International employment

Our team of specialist lawyers provide advice about all employment and immigration matters. From assisting corporate clients, where our focus is on improving their business in innovative and forward-thinking ways, to supporting high net worth individuals on their personal requirements.

From assisting corporate clients, where our focus is on improving their business in innovative and forward-thinking ways, to supporting high net worth individuals on their personal requirements.

We support our international clients with the full range of employment issues, and we have extensive experience of advising clients on matters that have cross-jurisdiction elements. Our specialist areas include:

  • Pensions
  • Health and Safety
  • Employee Benefits

UK employment and immigration

In the UK, employees’ legal rights and protections are primarily defined governed by a combination of the contract of employment and statutory rules and regulations.

Statutory rights

The law imposes certain minimum requirements on employers in respect of all Employees and Workers (a category of individuals who are not employees but are contracted to provide personal services without being self-employed); for example, an obligation to pay a national minimum hourly wage; to meet annual holiday or rest break rights; to provide time off in certain circumstances and, in some cases, with statutory levels of pay; to comply with working hours limits and to provide notice of termination, which all employers must observe as minimum requirements, albeit many decide to improve on these minimum standards.

Discrimination

Employees, workers and self-employed contractors are also entitled to written confirmation of key terms, protection from discrimination, harassment and victimisation on the grounds of age, disability, gender reassignment, marriage and civil partnership, pregnancy and maternity, race, religion or belief, sex and sexual orientation as well as protection from detriment and dismissal on grounds of making a protected disclosure (whistleblowing). In addition, there is also protection for part time employees and fixed term workers.

Employee data

The Data Protection Act 2018, together with the General Data Protection Regulation (UK GDPR), govern the way employers can collect, store, process and transfer personal information concerning their employees.

Business transfers

The Transfer of Undertakings (Protection of Employment) Regulations 2006 (TUPE) protects employees where the business in which they work is based in the UK and is transferred from one legal party to another; it can also apply in many outsourcing/insourcing situations.  Where TUPE applies, it places obligations on the parties to the transaction to undertake certain pre-transfer information and consultation, as well as to collate and provide certain employee information.

Migrant workers

The UK has strict requirements in relation to the employment of workers who are migrants from outside the UK and operates a points-based immigration system. Employers who wish to employ such workers need to become licensed sponsors.

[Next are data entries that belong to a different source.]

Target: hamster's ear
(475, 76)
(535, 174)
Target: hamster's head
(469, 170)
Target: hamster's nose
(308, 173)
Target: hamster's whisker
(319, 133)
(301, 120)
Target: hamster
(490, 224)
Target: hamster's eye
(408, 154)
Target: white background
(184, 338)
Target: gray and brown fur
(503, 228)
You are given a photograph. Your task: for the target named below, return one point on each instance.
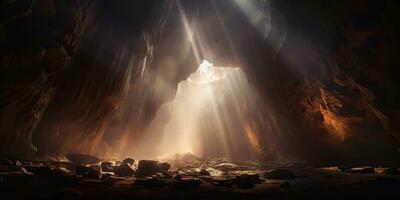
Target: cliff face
(89, 76)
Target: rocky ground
(188, 177)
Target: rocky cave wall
(77, 76)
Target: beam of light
(207, 117)
(255, 11)
(189, 32)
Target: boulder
(107, 166)
(67, 194)
(163, 166)
(129, 161)
(167, 175)
(147, 168)
(87, 172)
(220, 181)
(285, 184)
(186, 183)
(392, 171)
(17, 177)
(247, 181)
(124, 170)
(279, 174)
(83, 159)
(43, 172)
(61, 179)
(226, 167)
(204, 172)
(361, 170)
(150, 182)
(6, 162)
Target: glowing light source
(207, 117)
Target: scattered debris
(83, 159)
(129, 161)
(279, 174)
(124, 170)
(87, 172)
(147, 168)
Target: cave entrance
(214, 114)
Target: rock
(186, 183)
(392, 171)
(163, 166)
(6, 162)
(43, 172)
(4, 168)
(67, 194)
(147, 168)
(62, 179)
(177, 177)
(124, 170)
(226, 167)
(204, 172)
(361, 170)
(280, 174)
(129, 161)
(17, 177)
(84, 159)
(222, 182)
(387, 182)
(247, 181)
(150, 182)
(87, 172)
(107, 166)
(285, 184)
(167, 175)
(17, 163)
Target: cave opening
(199, 99)
(213, 115)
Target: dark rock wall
(88, 76)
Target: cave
(190, 99)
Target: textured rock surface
(76, 76)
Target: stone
(87, 172)
(43, 172)
(6, 162)
(124, 170)
(392, 171)
(226, 167)
(107, 166)
(204, 172)
(186, 183)
(247, 181)
(17, 177)
(163, 166)
(129, 161)
(220, 181)
(285, 184)
(67, 194)
(387, 182)
(279, 174)
(147, 168)
(167, 175)
(84, 159)
(150, 182)
(62, 179)
(361, 170)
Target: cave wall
(79, 76)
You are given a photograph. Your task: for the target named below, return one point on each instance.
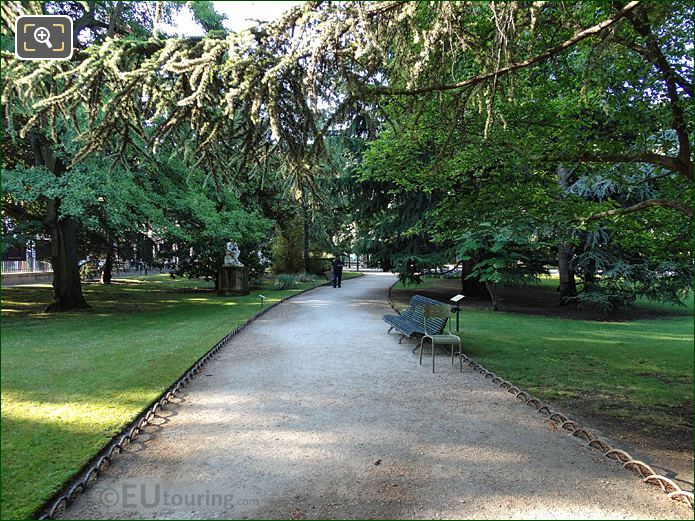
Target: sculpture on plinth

Penalties for employing workers who are in the UK illegally can be substantial – up to £20,000 per worker – and it is a criminal offence to employ someone knowing that they do not have the legal right to work in the UK.

International experience

We advise UK and international organisations on achieving their strategic HR and people-based goals and our team prides itself on delivering highly complex, high-profile transactions for our clients.

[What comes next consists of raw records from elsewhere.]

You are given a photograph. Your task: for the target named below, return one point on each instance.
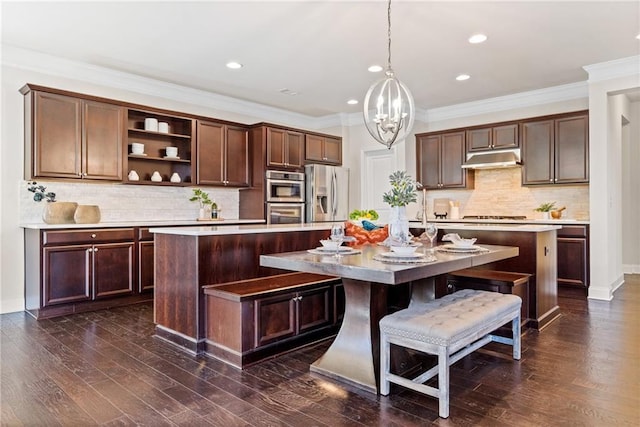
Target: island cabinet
(285, 148)
(573, 256)
(180, 133)
(71, 271)
(494, 137)
(249, 320)
(323, 149)
(439, 159)
(72, 137)
(223, 154)
(555, 150)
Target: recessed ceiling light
(477, 38)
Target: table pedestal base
(354, 355)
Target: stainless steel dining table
(353, 357)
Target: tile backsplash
(120, 202)
(500, 192)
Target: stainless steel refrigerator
(327, 193)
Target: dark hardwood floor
(106, 368)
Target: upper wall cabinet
(223, 155)
(556, 150)
(285, 149)
(439, 159)
(493, 138)
(69, 137)
(157, 132)
(323, 149)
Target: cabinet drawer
(573, 231)
(59, 237)
(144, 234)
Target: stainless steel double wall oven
(285, 193)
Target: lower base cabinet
(250, 320)
(573, 256)
(71, 271)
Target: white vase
(399, 223)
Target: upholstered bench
(450, 327)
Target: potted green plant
(545, 208)
(202, 197)
(54, 212)
(403, 192)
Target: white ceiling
(321, 49)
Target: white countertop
(526, 228)
(241, 229)
(562, 221)
(150, 223)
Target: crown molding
(59, 67)
(613, 69)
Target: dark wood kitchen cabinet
(439, 159)
(70, 271)
(555, 150)
(180, 135)
(323, 149)
(285, 148)
(223, 155)
(249, 320)
(496, 137)
(69, 137)
(292, 314)
(573, 256)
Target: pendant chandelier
(389, 110)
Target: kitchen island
(538, 253)
(189, 258)
(354, 356)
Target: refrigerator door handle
(334, 196)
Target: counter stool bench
(450, 327)
(247, 321)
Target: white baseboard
(11, 305)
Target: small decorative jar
(87, 214)
(59, 212)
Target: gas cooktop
(520, 217)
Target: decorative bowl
(330, 244)
(464, 243)
(404, 250)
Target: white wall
(606, 109)
(631, 191)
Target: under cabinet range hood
(493, 159)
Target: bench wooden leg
(385, 364)
(515, 328)
(443, 381)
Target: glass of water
(337, 235)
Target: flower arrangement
(202, 197)
(546, 207)
(40, 192)
(403, 190)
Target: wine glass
(337, 235)
(431, 231)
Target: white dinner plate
(331, 250)
(397, 255)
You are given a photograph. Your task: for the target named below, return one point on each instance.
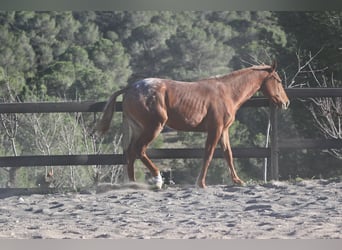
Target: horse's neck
(243, 87)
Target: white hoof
(157, 181)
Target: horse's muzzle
(285, 105)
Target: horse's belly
(183, 124)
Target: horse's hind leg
(228, 155)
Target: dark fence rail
(112, 159)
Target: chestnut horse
(207, 105)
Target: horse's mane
(239, 72)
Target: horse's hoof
(239, 182)
(157, 181)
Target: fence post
(274, 143)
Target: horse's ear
(274, 65)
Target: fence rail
(277, 144)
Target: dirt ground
(304, 210)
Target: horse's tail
(108, 112)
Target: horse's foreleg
(211, 142)
(228, 155)
(131, 157)
(146, 138)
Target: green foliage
(86, 55)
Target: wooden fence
(272, 152)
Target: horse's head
(272, 87)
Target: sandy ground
(308, 209)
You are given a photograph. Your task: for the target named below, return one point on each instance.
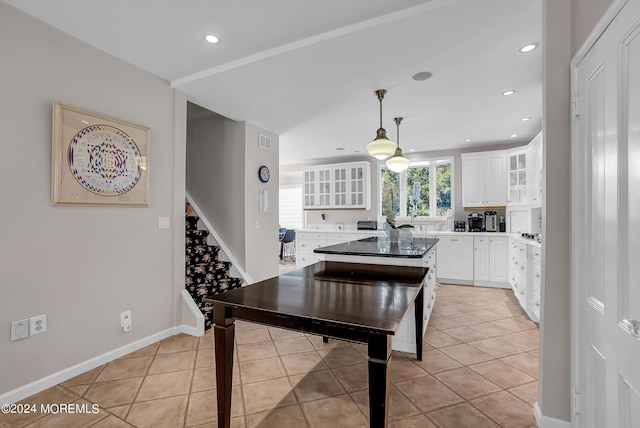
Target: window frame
(432, 162)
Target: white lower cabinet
(306, 242)
(405, 338)
(490, 261)
(498, 255)
(525, 275)
(480, 260)
(455, 259)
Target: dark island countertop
(376, 246)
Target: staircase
(205, 274)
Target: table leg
(419, 313)
(223, 337)
(379, 379)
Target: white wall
(554, 387)
(81, 266)
(261, 241)
(584, 16)
(567, 23)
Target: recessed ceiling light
(529, 47)
(212, 39)
(422, 75)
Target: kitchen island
(379, 250)
(356, 302)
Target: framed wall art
(98, 160)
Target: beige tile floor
(480, 369)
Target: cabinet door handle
(631, 326)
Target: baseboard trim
(194, 311)
(546, 421)
(73, 371)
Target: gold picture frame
(98, 160)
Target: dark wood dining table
(362, 303)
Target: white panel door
(605, 238)
(480, 259)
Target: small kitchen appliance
(490, 221)
(367, 225)
(475, 222)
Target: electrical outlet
(125, 321)
(38, 325)
(19, 330)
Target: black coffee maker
(476, 222)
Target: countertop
(378, 246)
(449, 233)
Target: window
(290, 214)
(430, 180)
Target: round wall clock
(264, 174)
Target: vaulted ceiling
(308, 70)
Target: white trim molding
(73, 371)
(546, 421)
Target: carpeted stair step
(201, 254)
(206, 273)
(198, 291)
(191, 222)
(196, 237)
(207, 311)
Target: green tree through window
(434, 177)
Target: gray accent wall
(81, 265)
(223, 157)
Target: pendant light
(398, 162)
(381, 148)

Our specialist lawyers have a deep-rooted knowledge of the latest trends and proven experience in providing a comprehensive service and negotiating the best transactional outcome for their clients. Examples of our recent international experience includes:

  • Supporting a client with its European wide programme of changes to terms and conditions, leading the project from the UK and instructing locally based advisers on behalf of the client to ensure a consistent approach is taken across all jurisdictions in which it operates
  • Advising a US based client on a corporate transaction involving multiple jurisdictions, specifically on the employment aspects of the UK transaction and co-ordinating and advising upon workforce due diligence exercises in three separate jurisdictions
  • Supporting a UK based client with a substantial offshoring project to India, assisting with both the UK employment law (TUPE) implications, also collaborating with advisers in India to ensure the client’s compliance with all local rules and requirements in connection with its offshoring project; and
  • Advising a Canadian based corporate client on establishing a new business operation in the UK, including supporting with UK work permit requirements to support key managers to work in the UK to establish the business

We regularly work with a host of international partner specialist law firms with whom we have long standing relationships, meaning we can offer our clients advice on their matters regardless of which country they are ordinarily based in.